When Lupita discovers Mami has been diagnosed with cancer, she is terrified by the possibility of losing her mother, the anchor of their close-knit Mexican American family.
In the midst of juggling high school classes, finding her voice as an actress, and dealing with friends who don’t always understand, Lupita desperately wants to support her mother by doing anything she can to help. While Papi is preoccupied with caring for Mami, Lupita takes charge of her seven younger siblings. Struggling in her new roles and overwhelmed by change, Lupita escapes the chaos of home by writing in the shade of a mesquite tree, seeking refuge in the healing power of words. — [X]
Under the Mesquite by Guadalupe Garcia McCall is a verse novel that will, in my professional opinion, completely annihilate you. *ahem* But I’m sure you gathered that from the summary? Good. Because I am here to convince you to let this book completely annihilate you.
Heartbreak can mean so many things and although, yes, Lupita’s mother’s deteriorating health is the biggest heartbreak– there is so much more, so many uprootings that Lupita has next to no control over. One of these heartbreaks is the one that comes with growing up. Typically, a quinceañera is an occasion for great pomp:
But for me, señorita means
melancholía: settling into sadness.
It is the end of wild laughter.
The end of chewing bubble gum
and giggling over nothing
with my friends at the movies, our feet up
on the backs of the theatre seats.
Growing up brings with it a unique set of challenges. One of which, is figuring out what happens after school. For Lupita, she hopes that the future may involve a place in the spotlight. She joins the drama group at school where Lupita is informed that her accent may mar her otherwise wonderful performances. Even though Lupita had not been aware that she had an accent, she works hard at a new one … something that doesn’t go over well with her circle of friends:
“Let me translate for you,”
Sarita sneers. ‘You talk like
you wanna be white.”
Of course, growing up also means being constantly, frustratingly aware of everything: of your place in the world, of the place you want in the world, how you view yourself, and how others view you. What is interesting is the way this hyperawareness is presented, not only through Lupita, but also through the people around her. For example, when her friend Mireya returns Lupita’s lost diary to her, Lupita notes that under the entry describing the confrontation between her and her friends over her accent …
“all the girls around me
dropped their scarlet
mouths wide-open, like a circle
of Venus flytraps, and laughed
hysterically at me”
… there was a tiny scrawl from Mireya: “I’m sorry”.
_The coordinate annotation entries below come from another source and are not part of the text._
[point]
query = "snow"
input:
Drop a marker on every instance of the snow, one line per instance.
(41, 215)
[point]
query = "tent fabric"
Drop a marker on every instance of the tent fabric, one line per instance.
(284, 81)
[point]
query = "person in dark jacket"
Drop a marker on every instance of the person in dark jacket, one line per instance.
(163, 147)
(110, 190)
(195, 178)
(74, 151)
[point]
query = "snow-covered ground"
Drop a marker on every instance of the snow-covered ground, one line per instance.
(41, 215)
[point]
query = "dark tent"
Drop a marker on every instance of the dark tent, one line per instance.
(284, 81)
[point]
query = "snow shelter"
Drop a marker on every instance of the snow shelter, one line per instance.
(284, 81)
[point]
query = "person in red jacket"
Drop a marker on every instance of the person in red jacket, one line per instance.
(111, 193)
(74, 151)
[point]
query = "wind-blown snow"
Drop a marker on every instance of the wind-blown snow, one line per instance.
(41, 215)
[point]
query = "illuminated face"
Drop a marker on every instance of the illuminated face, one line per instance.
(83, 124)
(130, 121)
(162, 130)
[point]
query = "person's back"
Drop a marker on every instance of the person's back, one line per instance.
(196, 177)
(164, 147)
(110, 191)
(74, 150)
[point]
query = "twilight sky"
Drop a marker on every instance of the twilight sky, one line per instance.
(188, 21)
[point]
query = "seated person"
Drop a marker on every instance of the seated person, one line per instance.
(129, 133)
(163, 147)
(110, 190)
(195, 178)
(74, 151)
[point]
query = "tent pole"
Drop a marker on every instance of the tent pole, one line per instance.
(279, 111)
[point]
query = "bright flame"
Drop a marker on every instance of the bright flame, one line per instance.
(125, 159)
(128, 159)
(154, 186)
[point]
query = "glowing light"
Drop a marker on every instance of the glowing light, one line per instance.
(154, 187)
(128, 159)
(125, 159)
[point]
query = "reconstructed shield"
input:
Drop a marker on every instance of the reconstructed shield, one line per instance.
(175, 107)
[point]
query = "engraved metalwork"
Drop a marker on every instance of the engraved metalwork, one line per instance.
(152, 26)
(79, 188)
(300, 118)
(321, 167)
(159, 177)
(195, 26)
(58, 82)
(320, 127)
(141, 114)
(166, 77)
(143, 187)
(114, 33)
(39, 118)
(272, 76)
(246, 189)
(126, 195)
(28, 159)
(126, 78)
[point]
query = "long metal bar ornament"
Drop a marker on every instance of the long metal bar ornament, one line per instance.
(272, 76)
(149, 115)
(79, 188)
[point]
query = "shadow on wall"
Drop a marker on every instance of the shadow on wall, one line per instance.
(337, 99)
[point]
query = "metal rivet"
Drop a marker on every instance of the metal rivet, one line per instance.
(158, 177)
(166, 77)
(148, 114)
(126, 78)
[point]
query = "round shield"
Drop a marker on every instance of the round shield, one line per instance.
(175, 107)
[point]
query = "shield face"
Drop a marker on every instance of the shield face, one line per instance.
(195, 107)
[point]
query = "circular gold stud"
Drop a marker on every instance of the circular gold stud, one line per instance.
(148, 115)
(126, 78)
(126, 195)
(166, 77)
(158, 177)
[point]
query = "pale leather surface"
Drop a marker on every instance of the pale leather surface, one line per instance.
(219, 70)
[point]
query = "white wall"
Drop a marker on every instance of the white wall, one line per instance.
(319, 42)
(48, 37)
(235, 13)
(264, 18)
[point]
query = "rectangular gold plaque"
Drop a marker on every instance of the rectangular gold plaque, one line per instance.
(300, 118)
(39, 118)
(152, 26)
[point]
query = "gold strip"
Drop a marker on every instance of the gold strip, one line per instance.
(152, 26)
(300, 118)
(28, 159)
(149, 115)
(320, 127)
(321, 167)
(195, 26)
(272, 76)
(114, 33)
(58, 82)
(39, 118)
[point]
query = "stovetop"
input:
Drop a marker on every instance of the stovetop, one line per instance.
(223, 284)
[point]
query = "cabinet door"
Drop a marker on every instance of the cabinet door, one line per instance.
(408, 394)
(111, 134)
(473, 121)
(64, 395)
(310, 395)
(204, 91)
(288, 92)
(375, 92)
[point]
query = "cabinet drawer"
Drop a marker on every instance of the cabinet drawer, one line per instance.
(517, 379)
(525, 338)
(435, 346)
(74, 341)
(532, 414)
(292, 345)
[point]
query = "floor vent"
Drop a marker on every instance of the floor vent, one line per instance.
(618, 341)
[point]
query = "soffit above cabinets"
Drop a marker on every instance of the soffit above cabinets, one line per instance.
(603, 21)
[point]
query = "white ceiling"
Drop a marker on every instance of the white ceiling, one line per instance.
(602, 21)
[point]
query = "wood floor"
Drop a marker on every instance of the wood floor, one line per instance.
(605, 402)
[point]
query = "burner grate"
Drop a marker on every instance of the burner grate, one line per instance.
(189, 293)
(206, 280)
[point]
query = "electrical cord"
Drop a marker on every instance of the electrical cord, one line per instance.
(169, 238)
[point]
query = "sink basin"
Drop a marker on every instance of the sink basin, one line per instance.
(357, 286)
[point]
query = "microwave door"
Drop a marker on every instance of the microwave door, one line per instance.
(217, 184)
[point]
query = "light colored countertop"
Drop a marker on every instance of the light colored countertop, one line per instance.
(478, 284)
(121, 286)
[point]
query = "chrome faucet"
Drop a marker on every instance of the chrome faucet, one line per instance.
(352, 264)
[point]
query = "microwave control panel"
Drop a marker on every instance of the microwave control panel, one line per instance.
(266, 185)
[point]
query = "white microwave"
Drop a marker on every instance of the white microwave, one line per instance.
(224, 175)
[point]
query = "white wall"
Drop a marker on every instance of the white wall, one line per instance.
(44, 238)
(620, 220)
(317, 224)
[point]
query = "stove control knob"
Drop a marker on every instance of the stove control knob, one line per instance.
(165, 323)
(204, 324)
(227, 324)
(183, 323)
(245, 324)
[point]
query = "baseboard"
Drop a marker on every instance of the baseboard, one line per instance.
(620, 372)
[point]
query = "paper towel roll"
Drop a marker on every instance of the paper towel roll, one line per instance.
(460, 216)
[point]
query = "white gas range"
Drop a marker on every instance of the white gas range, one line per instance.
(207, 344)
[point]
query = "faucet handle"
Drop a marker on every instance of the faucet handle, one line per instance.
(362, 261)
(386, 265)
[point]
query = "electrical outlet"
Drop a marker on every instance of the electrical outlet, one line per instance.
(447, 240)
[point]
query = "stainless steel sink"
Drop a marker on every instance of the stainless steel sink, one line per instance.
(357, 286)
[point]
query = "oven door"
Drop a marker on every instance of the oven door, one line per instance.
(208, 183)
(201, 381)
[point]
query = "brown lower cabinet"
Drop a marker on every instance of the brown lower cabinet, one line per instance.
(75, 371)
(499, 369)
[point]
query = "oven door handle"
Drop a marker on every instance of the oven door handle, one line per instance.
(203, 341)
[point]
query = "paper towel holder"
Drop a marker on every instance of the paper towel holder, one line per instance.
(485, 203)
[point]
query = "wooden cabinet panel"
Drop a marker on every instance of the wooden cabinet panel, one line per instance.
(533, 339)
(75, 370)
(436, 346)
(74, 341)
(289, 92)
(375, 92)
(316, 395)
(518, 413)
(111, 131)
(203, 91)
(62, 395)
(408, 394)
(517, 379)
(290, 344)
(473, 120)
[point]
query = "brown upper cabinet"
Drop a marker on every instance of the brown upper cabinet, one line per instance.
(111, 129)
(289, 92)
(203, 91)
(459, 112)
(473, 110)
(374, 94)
Oh, and in case it wasn’t clear, yes, even the writing is heartbreaking. Especially when Lupita’s mother is mentioned:
she who once held the stars captive
in her eyes looks up at us
from between her sheets
as if she doesn’t recognize us anymore.
While Lupita’s parents are away, making sure her mother gets the appropriate treatments, Lupita is the one caring for her younger siblings– a challenging task in itself– all the while, waiting and waiting for either her mother to get better or … not.
Waiting for la Muerta to take Mami is like
being bound, lying face up on the sacrificial
alter of the god Huitzilopochtli, pleading with the Aztec priest,
asking him to be kind
while he rips out my heart.
The writing flows beautifully; sometimes it will making your eyes water and sometimes it will steal your breath away. It is kind of magical, the force of emotion it can evoke from just a smattering of words. It is also a pretty good classroom book. Even before the dedication, the first thing mentioned is what a mesquite is. The last thing in the back, right before the acknowledgements, is a very detailed glossary with even meanings of names and historical information. I like, again, that there are no footnotes to interrupt the story and pull you out of the narrative. I read this one all in one go. I really don’t think the book gave me much of a choice. Lupita’s voice is magnetic to say the least.